Endpoint Configuration

Field	Type	Default	Description
`entity_host`	`str`	required	Base URL for NeMo Entity Store (e.g., `https://nmp.example.com`).
`datastore_host`	`str`	required	Base URL for NeMo Datastore (e.g., `https://datastore.example.com`).
`hf_token`	`str`	`""`	HuggingFace token for datastore authentication. Can be empty if not required.

Namespace and Dataset

Field	Type	Default	Description
`namespace`	`str`	required	Namespace for organizing resources (datasets, models, deployments).
`dataset_name`	`str`	`"nat-dpo"`	Name for the training dataset. Must be unique within namespace.
`dataset_output_dir`	`str \| null`	`null`	Directory to save dataset JSONL files locally. If `null`, uses temporary directory. If specified, files are preserved for debugging.
`create_namespace_if_missing`	`bool`	`true`	If `true`, create namespace in entity store and datastore if it doesn't exist.

Customization Job

Field	Type	Default	Description
`customization_config`	`str`	required	Model configuration string (e.g., `meta/llama-3.1-8b-instruct@v1.0.0+A100`). Available `configs` can be listed via NeMo Customizer API.

Hyperparameters

Field	Type	Default	Description
`training_type`	`"sft" \| "dpo"`	`"dpo"`	Training type. Use `"dpo"` for preference optimization.
`finetuning_type`	`"lora" \| "all_weights"`	`"all_weights"`	`"lora"` for parameter-efficient finetuning, `"all_weights"` for full model.
`epochs`	`int`	`3`	Number of training epochs over the dataset.
`batch_size`	`int`	`4`	Training batch size.
`learning_rate`	`float`	`5e-5`	Learning rate for optimizer.
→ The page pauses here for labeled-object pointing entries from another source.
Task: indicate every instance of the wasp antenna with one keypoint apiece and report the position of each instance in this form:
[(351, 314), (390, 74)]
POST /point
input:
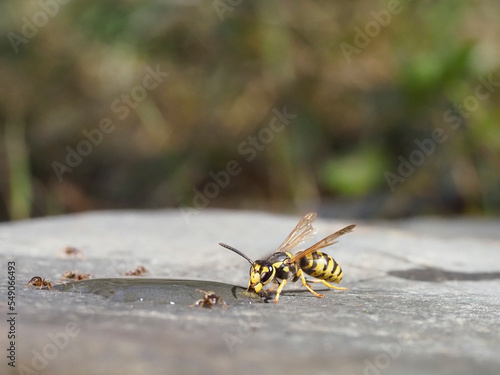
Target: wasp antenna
[(237, 252)]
DPO-Specific Hyperparameters

Field	Type	Default	Description
`ref_policy_kl_penalty`	`float`	`0.1`	KL penalty coefficient (β in DPO objective). Controls how much the model can deviate from reference policy. Higher values = more conservative updates.
`preference_loss_weight`	`float`	`1.0`	Weight for the preference (DPO) loss term.
`preference_average_log_probs`	`bool`	`false`	If `true`, average log probabilities over sequence length. If `false`, sum log probabilities.
`sft_loss_weight`	`float`	`0.0`	Weight for optional SFT loss on chosen responses. Can help maintain response quality.

Prompt Formatting

Field	Type	Default	Description
`use_full_message_history`	`bool`	`false`	If `true`, include full conversation history as list of messages: `[{"role": "system", "content": "..."}, ...]`. If `false`, use only last message content as string.

Deployment Configuration

Field	Type	Default	Description
`deploy_on_completion`	`bool`	`false`	If `true`, automatically deploy the trained model after job completion.
`deployment_config.image_name`	`str`	`"nvcr.io/nim/meta/llama-3.1-8b-instruct"`	NIM container image name.
`deployment_config.image_tag`	`str`	`"latest"`	NIM container image tag.
`deployment_config.gpu`	`int`	`1`	Number of GPUs for deployment.
`deployment_config.deployment_name`	`str \| null`	`null`	Name for deployment. If `null`, auto-generated.
`deployment_config.description`	`str`	`"Fine-tuned model deployment"`	Description for the deployment.

Polling Configuration

Field	Type	Default	Description
`poll_interval_seconds`	`float`	`30.0`	Interval between job status checks.
`deployment_timeout_seconds`	`float`	`1800.0`	Maximum time to wait for deployment to be ready (30 minutes default).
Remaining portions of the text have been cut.